De nacompetitie (enige jaren later) zorgde voor een van de leukste persoonlijke hoogtepunten van Den Haan bij NAC. “De tweede wedstrijd van de nacompetitie, de eerste hadden we thuis al gewonnen van zwolle, speelden we in alkmaar tegen az. We speelden daar uiteindelijk met 1-1 gelijk, dankzij een treffer van Johan Gabriëls. Maar daar gaat het niet om. Onze supporters werden voor en tijdens de wedstrijd als beesten het vak ingeschopt. Ineens klimt er een NAC-supporter uit het vak. De jongen sprong over het hek en liep een stukje over het veld, naar het vak van de harde supporterskern van az. Uit volle macht begon hij te sleuren en trekken aan een spandoek van az. Hij probeerde het te veroveren, het raakte wel wat los maar niet helemaal. Hij kon daar ook niet eeuwig blijven staan, met een politiehond in zijn benen klom hij terug het uitvak in. Het komt altijd een keer voor in een wedstrijd dat je in de buurt van de harde kern van de tegenstander komt. Ook daar. Ik moest de bal hebben, die lag tegen de reclameborden onder het bewuste spandoek. En die gasten gingen tekeer als een beest, spugen en schelden, ik kon me niet meer beheersen; “godverdomme”, riep ik. Ik sprong in het spandoek en met al mijn macht scheurde ik het helemaal af. Natuurlijk moest ik na afloop bij het bestuur op het matje komen, dat namen ze me niet in dank af.”

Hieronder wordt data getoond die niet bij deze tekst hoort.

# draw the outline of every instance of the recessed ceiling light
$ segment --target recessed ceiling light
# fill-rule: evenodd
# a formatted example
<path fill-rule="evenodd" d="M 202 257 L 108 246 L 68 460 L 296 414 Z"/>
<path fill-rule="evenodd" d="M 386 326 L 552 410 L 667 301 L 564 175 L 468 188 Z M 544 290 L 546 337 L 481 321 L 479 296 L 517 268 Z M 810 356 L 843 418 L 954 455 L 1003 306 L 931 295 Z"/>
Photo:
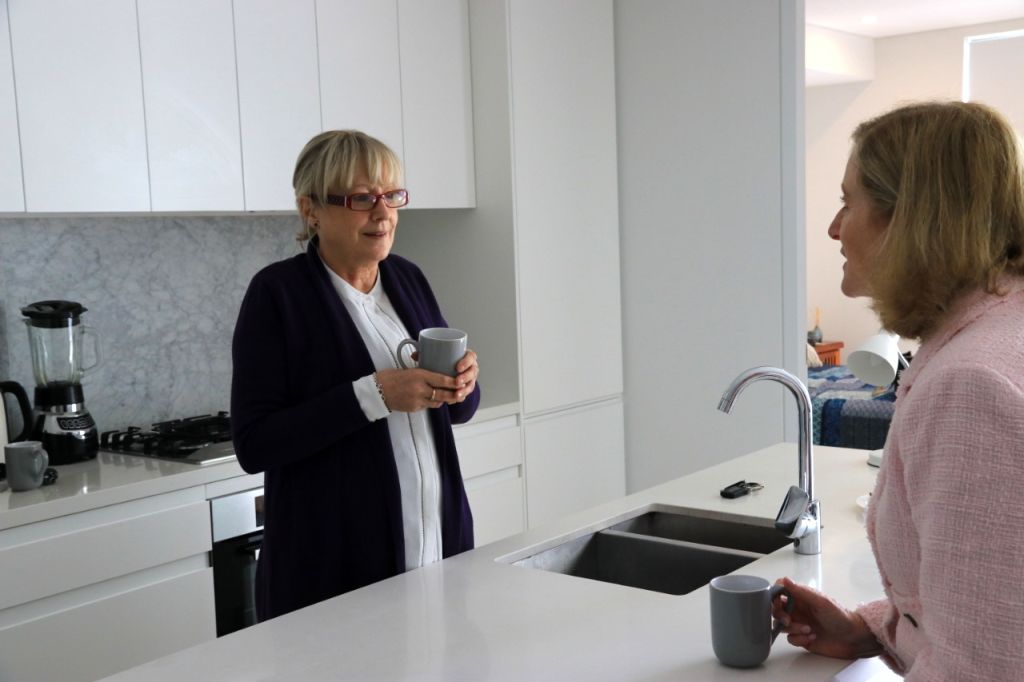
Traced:
<path fill-rule="evenodd" d="M 860 23 L 862 23 L 862 24 L 877 24 L 878 23 L 878 16 L 874 15 L 874 14 L 865 14 L 864 16 L 862 16 L 860 18 Z"/>

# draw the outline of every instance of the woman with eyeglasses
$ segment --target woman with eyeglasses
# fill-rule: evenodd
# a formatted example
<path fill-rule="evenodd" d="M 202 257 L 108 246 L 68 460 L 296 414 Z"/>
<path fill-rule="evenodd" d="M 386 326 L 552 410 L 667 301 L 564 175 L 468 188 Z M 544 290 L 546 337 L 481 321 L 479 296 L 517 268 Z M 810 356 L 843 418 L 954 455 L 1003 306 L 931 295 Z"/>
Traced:
<path fill-rule="evenodd" d="M 842 290 L 919 338 L 867 514 L 885 598 L 848 610 L 788 579 L 789 641 L 881 655 L 908 680 L 1024 679 L 1024 160 L 995 111 L 862 123 L 828 234 Z M 838 513 L 838 512 L 837 512 Z M 826 548 L 824 550 L 828 552 Z"/>
<path fill-rule="evenodd" d="M 473 547 L 452 424 L 476 411 L 480 367 L 470 350 L 455 377 L 399 368 L 403 339 L 448 325 L 391 254 L 398 157 L 321 133 L 293 186 L 306 251 L 253 277 L 232 345 L 235 452 L 264 473 L 261 621 Z"/>

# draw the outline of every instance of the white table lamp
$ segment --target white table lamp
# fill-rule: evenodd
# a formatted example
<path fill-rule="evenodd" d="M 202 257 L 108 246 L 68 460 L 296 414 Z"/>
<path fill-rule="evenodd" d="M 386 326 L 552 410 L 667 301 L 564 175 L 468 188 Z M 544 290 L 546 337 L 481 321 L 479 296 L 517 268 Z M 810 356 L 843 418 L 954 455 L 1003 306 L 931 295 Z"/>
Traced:
<path fill-rule="evenodd" d="M 850 353 L 846 358 L 846 366 L 865 384 L 888 386 L 896 380 L 897 367 L 905 369 L 910 366 L 903 353 L 900 353 L 899 340 L 899 335 L 882 330 Z M 868 464 L 881 466 L 883 450 L 869 452 Z"/>
<path fill-rule="evenodd" d="M 896 379 L 898 367 L 907 367 L 907 359 L 900 353 L 900 337 L 881 331 L 850 353 L 846 366 L 853 375 L 872 386 L 888 386 Z"/>

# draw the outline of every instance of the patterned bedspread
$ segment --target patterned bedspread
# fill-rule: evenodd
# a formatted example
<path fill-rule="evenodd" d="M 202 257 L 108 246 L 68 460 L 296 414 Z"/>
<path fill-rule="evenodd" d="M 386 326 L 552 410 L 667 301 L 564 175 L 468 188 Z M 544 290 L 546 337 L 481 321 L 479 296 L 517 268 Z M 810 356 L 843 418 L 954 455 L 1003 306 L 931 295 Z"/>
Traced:
<path fill-rule="evenodd" d="M 814 442 L 877 450 L 885 445 L 896 392 L 863 383 L 843 365 L 807 369 Z"/>

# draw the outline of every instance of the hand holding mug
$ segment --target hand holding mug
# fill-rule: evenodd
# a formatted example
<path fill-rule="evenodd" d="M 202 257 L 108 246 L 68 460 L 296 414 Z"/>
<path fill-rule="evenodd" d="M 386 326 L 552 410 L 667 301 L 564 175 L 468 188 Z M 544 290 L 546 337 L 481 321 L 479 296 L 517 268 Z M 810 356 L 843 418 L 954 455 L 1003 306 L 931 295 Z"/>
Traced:
<path fill-rule="evenodd" d="M 871 629 L 855 612 L 821 592 L 782 578 L 776 585 L 786 598 L 776 601 L 775 617 L 789 633 L 789 643 L 832 658 L 862 658 L 882 652 Z M 787 611 L 783 609 L 786 608 Z"/>
<path fill-rule="evenodd" d="M 375 376 L 384 404 L 392 412 L 440 407 L 456 391 L 455 379 L 425 369 L 382 369 Z"/>
<path fill-rule="evenodd" d="M 441 403 L 454 405 L 461 403 L 476 388 L 477 377 L 480 376 L 480 365 L 477 355 L 467 348 L 466 332 L 449 327 L 431 327 L 419 333 L 418 340 L 405 339 L 398 344 L 398 364 L 411 369 L 406 364 L 403 350 L 406 346 L 415 348 L 413 359 L 418 361 L 419 369 L 444 375 L 444 379 L 427 379 L 430 388 L 434 389 L 430 407 Z"/>

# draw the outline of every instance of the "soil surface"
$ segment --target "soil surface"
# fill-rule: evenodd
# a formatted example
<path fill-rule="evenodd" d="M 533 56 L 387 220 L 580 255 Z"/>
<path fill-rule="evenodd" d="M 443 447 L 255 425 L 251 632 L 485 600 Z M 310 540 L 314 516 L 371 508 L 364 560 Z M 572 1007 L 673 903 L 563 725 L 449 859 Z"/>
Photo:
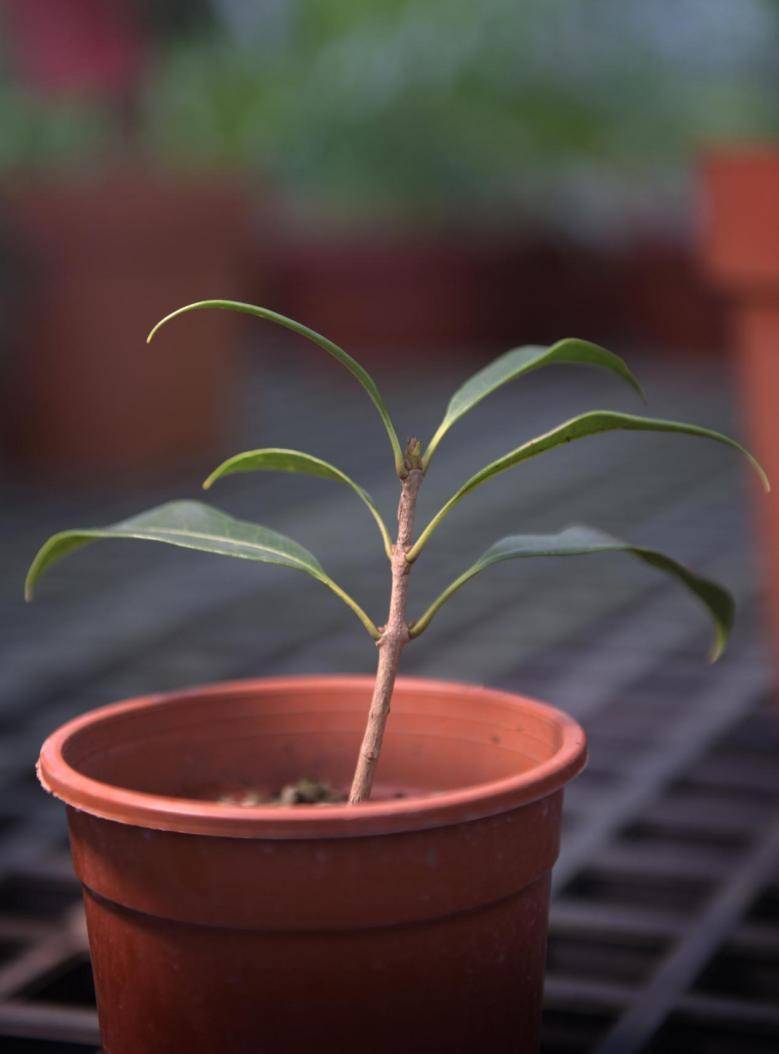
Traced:
<path fill-rule="evenodd" d="M 242 787 L 219 795 L 218 801 L 225 805 L 334 805 L 345 803 L 347 794 L 336 790 L 329 783 L 303 777 L 295 783 L 286 783 L 270 794 L 252 787 Z"/>
<path fill-rule="evenodd" d="M 242 786 L 221 790 L 213 797 L 224 805 L 242 805 L 250 809 L 256 805 L 345 805 L 349 795 L 346 790 L 304 776 L 295 783 L 285 783 L 275 791 Z M 379 792 L 374 795 L 374 800 L 406 797 L 405 791 L 396 790 L 385 794 Z"/>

Een andere minder leuke herinnering was in zijn tweede NAC-jaar. ” We moesten uit naar vvv, ik was verschrikkelijk kwaad op Hans van den Dungen. van der sleen, speler van vvv, liep heel link door onze verdediging, er zat niets anders meer op, ik moest aan de noodrem trekken, omdat Van den Dungen in mijn ogen liep te verzaken. En natuurlijk kreeg ik rood en in ‘de Koel’ is dat vervelend hoor met die lange trap. Het lijkt allemaal maar zo, toch heb ik echt niet zoveel rood gehad.”
Op een gegeven moment werd Jo Jansen hoofdtrainer bij NAC. De zeeuwse oefenmeester was niet zo’n fan van Den Haan en zette de strijdbare middenvelder op de bank. “Klopt,” zo beaamt Den Haan “Regelmatig zat ik op de bank en net zo vaak moest ik warm lopen. In de Beatrixstraat liep je dan langs het vak van de tegenpartij. Dan begon de B-side weer te roepen; spandoek… spandoek… Ik liep dan heel quasi-nonchalant naar zo’n spandoek toe. Mijn hand ging dan in de richting van het doek en dan hoorde je de B-side al: “Ohhhhhh” en dan liep ik weer snel verder. Daarop volgde van de B-side de kreet: “Ahhhhh..”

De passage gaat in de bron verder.